W
czasie zjazdu absolwentów liceum były nauczyciel pyta dawnego
ucznia:
-A ty Kaziu masz dzieci?
-Ośmioro - odpowiada
dumny ojciec.
-Zawsze taki sam - mruczy staruszek - W klasie też
nigdy nie uważałeś...
-
Świetnie wyglądasz. Jesteś na urlopie?
- Nie ja.
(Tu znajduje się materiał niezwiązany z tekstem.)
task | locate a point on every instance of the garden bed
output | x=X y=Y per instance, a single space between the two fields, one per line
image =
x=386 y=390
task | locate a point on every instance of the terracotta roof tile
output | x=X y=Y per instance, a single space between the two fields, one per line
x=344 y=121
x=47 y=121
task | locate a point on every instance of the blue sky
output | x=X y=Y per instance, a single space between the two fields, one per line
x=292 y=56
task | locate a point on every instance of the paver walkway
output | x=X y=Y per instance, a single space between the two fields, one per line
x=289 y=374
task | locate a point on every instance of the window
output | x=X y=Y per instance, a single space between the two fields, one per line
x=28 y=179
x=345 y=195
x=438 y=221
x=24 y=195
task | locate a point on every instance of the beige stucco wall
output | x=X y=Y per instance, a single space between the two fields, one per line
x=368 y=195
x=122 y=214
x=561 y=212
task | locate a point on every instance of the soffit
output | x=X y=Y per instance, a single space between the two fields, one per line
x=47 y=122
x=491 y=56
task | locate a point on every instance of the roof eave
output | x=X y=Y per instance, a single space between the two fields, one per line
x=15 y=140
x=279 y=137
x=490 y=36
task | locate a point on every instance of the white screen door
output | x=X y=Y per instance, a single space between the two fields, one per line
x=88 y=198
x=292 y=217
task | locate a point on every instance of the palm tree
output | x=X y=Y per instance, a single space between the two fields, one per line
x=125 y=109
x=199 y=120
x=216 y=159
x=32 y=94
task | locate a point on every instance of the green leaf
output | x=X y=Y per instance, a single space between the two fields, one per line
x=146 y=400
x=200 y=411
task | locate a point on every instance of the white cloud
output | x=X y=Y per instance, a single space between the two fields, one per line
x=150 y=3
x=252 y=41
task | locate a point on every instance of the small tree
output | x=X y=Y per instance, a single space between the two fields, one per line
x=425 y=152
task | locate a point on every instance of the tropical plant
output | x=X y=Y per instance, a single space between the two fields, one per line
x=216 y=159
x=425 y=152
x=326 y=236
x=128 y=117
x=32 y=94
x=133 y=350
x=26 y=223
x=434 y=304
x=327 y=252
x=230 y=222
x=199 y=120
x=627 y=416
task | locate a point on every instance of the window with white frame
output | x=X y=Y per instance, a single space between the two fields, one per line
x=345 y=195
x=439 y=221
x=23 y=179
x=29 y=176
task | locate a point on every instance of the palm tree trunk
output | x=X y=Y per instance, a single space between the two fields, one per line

Mój szef.
Mała
żmijka pyta się mamy:
- Czy ja jestem jadowita?
- A
dlaczego się pytasz?
- Bo przed chwilą ugryzłam się w
język...
-
Czy to prawda, że wszystkie grzyby są jadalne?
- Tak, z tym że
niektóre tylko raz w życiu.
-
Gdzie ty uzbierałeś tyle grzybów?
- U sąsiadów na
strychu.
- Oni tam hodują grzyby?
- Nie, suszą...
-
Czy słyszałeś, że Zenon leży ciężko ranny w szpitalu?
-
Coś podobnego! Przecież jeszcze wczoraj widziałam go w kawiarni z
wystrzałową blondyną...
- No właśnie, jego żona też go
widziała.
Reklama
na zakładzie pogrzebowym:
Z każdym dniem jesteśmy coraz
bliżej was!
Rozmawia
dwóch przyjaciół:
- Słyszałem, że twoja Teściowa miała
wypadek.
- Tak, szła do piwnicy po ziemniaki na obiad, na
schodach potknęła się i
skręciła kark.
- I co
zrobiliście??
- Spaghetti.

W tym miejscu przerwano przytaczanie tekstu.